Eric Block 


Sarah Staton on ‘Alphonso’

On the 18 September a striking new sculpture by artist Sarah Staton will be unveiled in Newton Leys. The most recent addition to Milton Keynes’ long standing dedication to public art, the three-sided folly, designed to be gathered under and played around, ‘Alphonso’ is her latest piece of work to explore the importance of interaction between art piece and onlookers. I had the opportunity to speak to Sarah to learn more.

You have created an amazing three-sided structure, entitled Alphonso, located in Milton Keynes, can you tell me what inspired this work and whether it is built around one central theme?

Thank you! For a decade I regularly travelled on a train that passes an extraordinary three-sided building sitting in fields not so far from the train line. I discovered that this was a reformation structure, Rushton Lodge, imagined as a protestation of faith by Thomas Tresham while he was imprisoned for being catholic. He built this amazing structure with a numeric relation to the Holy Trinity – a subversive piece of architecture that became the point of departure for Alphonso’s triangularity.  ‘Alphonso’ is a contemporary folly that connects to Ruston Lodge numerically – triangular in plan, three-sided structure – a flat iron building, a folly that shape shifts as you walk around it. Historically follies were created by the aristocracy as decorative whims and devices to interrupt landscape, they were often there to be gazed at. I like the idea of people gathering around ‘Alphonso’ to look out at the natural environment. 

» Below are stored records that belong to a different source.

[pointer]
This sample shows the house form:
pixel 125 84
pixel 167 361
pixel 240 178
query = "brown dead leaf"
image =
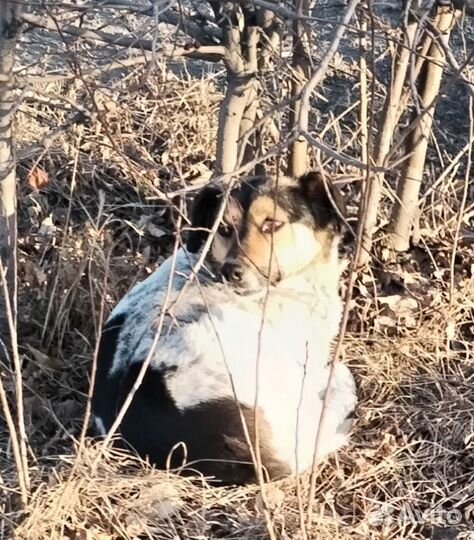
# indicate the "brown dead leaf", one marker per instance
pixel 44 360
pixel 37 178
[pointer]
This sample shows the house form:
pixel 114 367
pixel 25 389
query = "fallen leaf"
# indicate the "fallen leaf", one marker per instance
pixel 37 178
pixel 44 360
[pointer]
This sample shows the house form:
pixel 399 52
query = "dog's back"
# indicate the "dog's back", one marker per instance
pixel 227 359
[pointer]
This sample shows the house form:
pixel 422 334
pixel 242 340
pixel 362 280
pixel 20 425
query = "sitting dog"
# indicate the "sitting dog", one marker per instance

As to a theme, the central theme of the public sculpture that I make is sociability, sculpture that can be sat in, on or under, public art that the public can make some use of!

Does this folly build on any other previous work that you have completed in the past?

Prior to completing ‘Alphonso’, I was commissioned to produce a sculpture for University of Bristol, ‘Edith and Hans’, this took the form of a room with no roof built from reclaim and bespoke brick within a meadow at the student halls area, Stoke Bishop. ‘Edith and Hans’ is structure of two L shaped low walls that drop down to create two L shaped seats, and it there in the meadow to encourage loitering and lingering and long late nights! The interior bench is orientated towards afternoon sun, in the summer, the brick retains the suns heat, which then warms the bodies of those that might come by after sunset. I know it’s working in this respect, because a dearest friend sent photographic evidence of his nephew with friends all blurry eyed at dawn, languishing all over the sculpture!

What particularly fascinated you about the area and environment?

The woods at Newton Leys are pretty and filled with birds, it’s great to see the scars of earlier industrial activity re wilding. This area that ‘Alphonso’ occupies was brownfield land, now a generous lake fills the void in the landscape that was created previously through clay extraction, a former brick works stood here until the 1940s. Many of the workers came from Southern Italy, and this is how the work came to be called ‘Alphonso’. When you start the process of creating a public sculpture, the physical environment is one of the starting points, the social histories also begin to echo and inform the process.

What inspired you to work with traditional brick and tile producers?

Moving building materials long distance is resource heavy, so I looked for a responsible supplier reasonably close and found HG Matthews in Amersham. The tiles come from Blackburn, and to the best of my knowledge the producers Darwen Terracotta are the only producer in the country to make large scale architectural tile that will stand the test of time. I went to both places and worked within their production facilities. Accessing this kind of specialist knowhow is a great privilege and opportunity for an artist. Cutting slips and hand painting the tiles was very enjoyable!

How did you prepare for this? How has the process of creating this artwork been for you?

Site visits, conversations and drawing are the way I work towards making this kind of commission. I draw again and again, using analogue methods and once I have something working on paper, I will get going on making models. Residents at the site formed a steering group and we had an ongoing dialogue that progressed the design.

What effect do you think this will have on the community and vis versa?

Until the people of Newton Leys interact with the sculpture it’s really just an assemblage of brick and tile. I hope that the residents might make a habit of visiting ‘Alphonso’, climbing the mound, up the spiralling path which gives a changing viewpoint of the work making the sculpture shape shift; that they may rest on the bench enjoying the lake. I hope that children may run through the archway and around the sculpture in dizzying circles, brushing hands over the textures, rough on the brick and smooth on the tile. And that teenagers might hang out there late into the night and perhaps find a place to shelter from drizzle under the archway when everyone else is asleep. The sculpture is inert, however in our screen-based lives, I hope that an object in landscape might still have capacity to become something of a social anchor, a meeting place and in that way create a positive relationship with the community who have help me create it. 

Milton Keynes Council and Sarah Staton will open the folly on the 18 September at Little Callow Mound, Willow Lake, Newton Leys, Bucks.

On the 15 September, Sarah Staton will hold a Studio Open Day at her studio, located at 16 Davies Mews, Mayfair London W1K 3DS.